There seems to be a whole industry developing in the VfD issue. 
 Personally, I don't waste much time there.  My view on deletions is 
that as long as there is reasonable doubt, it should stay.  Any 
percentage based threshhold is bound to be arbitrary.

Voting there is one big time-waster!  Yesterday (Oct. 16) there were 11 
items added to the list.  If I am to give an informed vote on any of 
these, I need to go to and read the article.  If that only takes an 
average 5 miniutes per article that's 55 minutes, much more on some 
other days.

There's also the [[Wikipedia:Pages needing attention]].  I often suspect 
that it's there for people who want somebody else to do their work for 
them.  A person who puts something there on an unfimiliar topic should 
perhaps try to clean one up about something that he knows better.

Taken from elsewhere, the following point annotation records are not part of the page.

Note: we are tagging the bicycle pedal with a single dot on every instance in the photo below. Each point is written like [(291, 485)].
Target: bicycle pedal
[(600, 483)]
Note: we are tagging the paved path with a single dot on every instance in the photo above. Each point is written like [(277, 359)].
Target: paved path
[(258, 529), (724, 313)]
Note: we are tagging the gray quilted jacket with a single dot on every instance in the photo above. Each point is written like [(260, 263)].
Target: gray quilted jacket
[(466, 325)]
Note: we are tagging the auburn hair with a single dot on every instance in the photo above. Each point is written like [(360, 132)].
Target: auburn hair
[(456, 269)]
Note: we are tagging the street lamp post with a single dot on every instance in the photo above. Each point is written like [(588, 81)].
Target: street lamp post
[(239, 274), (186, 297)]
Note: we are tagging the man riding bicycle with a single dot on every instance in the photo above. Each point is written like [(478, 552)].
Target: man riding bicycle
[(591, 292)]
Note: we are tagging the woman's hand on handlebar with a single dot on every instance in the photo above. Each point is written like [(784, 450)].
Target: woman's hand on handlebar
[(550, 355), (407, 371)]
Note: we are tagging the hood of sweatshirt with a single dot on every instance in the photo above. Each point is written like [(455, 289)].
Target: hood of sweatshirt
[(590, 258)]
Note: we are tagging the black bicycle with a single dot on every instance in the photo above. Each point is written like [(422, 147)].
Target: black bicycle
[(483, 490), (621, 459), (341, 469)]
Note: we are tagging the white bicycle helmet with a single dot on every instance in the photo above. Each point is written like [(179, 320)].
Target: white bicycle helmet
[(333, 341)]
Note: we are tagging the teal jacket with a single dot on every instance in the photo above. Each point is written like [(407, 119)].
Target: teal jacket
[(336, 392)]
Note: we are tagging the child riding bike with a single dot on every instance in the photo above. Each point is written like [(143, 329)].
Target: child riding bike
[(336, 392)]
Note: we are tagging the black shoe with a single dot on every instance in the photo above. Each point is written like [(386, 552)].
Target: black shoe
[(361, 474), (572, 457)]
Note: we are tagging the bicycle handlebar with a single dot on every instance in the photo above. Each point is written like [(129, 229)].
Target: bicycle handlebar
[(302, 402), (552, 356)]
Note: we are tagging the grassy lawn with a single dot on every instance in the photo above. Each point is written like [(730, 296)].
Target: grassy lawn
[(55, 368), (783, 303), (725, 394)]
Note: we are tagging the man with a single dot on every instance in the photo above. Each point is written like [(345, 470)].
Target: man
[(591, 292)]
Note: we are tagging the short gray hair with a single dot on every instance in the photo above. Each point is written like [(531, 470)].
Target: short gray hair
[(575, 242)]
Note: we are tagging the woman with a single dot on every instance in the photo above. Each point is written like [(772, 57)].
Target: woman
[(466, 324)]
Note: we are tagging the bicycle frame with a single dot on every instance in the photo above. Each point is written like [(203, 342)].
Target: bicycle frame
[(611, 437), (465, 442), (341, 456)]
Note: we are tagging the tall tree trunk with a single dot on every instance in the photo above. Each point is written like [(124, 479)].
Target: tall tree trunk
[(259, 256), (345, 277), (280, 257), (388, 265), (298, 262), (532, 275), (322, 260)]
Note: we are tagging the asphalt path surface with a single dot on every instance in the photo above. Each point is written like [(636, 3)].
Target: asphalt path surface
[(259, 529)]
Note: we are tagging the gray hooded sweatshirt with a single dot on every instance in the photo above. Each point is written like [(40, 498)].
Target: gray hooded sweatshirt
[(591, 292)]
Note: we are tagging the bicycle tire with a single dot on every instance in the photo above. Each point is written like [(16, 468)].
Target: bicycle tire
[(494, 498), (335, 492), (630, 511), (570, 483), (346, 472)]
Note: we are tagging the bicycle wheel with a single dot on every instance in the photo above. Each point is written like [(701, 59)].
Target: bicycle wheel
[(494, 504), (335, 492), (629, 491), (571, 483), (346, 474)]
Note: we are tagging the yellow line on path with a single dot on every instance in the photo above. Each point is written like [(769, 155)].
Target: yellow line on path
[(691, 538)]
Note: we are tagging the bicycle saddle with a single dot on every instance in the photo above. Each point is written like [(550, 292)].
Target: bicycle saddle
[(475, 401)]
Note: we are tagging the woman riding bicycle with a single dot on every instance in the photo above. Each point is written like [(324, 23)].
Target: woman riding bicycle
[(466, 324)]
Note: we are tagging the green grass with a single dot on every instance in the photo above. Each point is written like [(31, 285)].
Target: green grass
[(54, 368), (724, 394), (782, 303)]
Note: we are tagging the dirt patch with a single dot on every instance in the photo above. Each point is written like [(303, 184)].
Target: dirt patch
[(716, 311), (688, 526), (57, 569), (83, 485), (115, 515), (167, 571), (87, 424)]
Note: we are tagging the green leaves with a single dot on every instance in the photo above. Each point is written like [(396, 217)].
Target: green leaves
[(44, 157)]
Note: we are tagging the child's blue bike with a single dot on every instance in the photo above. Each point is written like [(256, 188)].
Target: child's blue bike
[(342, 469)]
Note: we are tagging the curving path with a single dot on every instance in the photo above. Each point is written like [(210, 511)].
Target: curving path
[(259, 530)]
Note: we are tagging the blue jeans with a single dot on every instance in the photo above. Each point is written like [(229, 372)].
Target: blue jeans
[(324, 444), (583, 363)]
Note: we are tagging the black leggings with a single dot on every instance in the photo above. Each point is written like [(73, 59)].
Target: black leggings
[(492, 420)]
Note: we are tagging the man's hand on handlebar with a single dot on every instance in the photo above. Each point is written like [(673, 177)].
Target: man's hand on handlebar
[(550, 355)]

>As such, while I'm sympathetic to the notion of excluding votes from
>mysterious users who have only edited 1 time, I think that unless it's
>a huge huge problem, we can safely ignore it.
I agree

>(Indeed, although I don't condone people making multiple accounts in
>order to cheat on a vote -- I would consider that as coming very close
>to a bannable offense, and certainly it's bannable if continued after
>warnings, etc. -- I *also* think that if someone is willing to go to
>that much effort, we should try hard to see if there's something we
>aren't seeing, something that can be accomodated.)
Certainly.  If the amount of attention paid to any kind of cheating (not 
just voting) is out of proportion to its occurence, preventing it wastes 
a lot of time for no significant benefit.  If the margin of victory in a 
vote is wide, a few cheated votes are of no significance.  If the margin 
of victory is very small, we have a divided community whose problems 
won't be solved by tracking down those few cheated votes that would 
reverse the result.  The unnecessary tracking down of cheaters runs 
contrary to the presumption of good faith.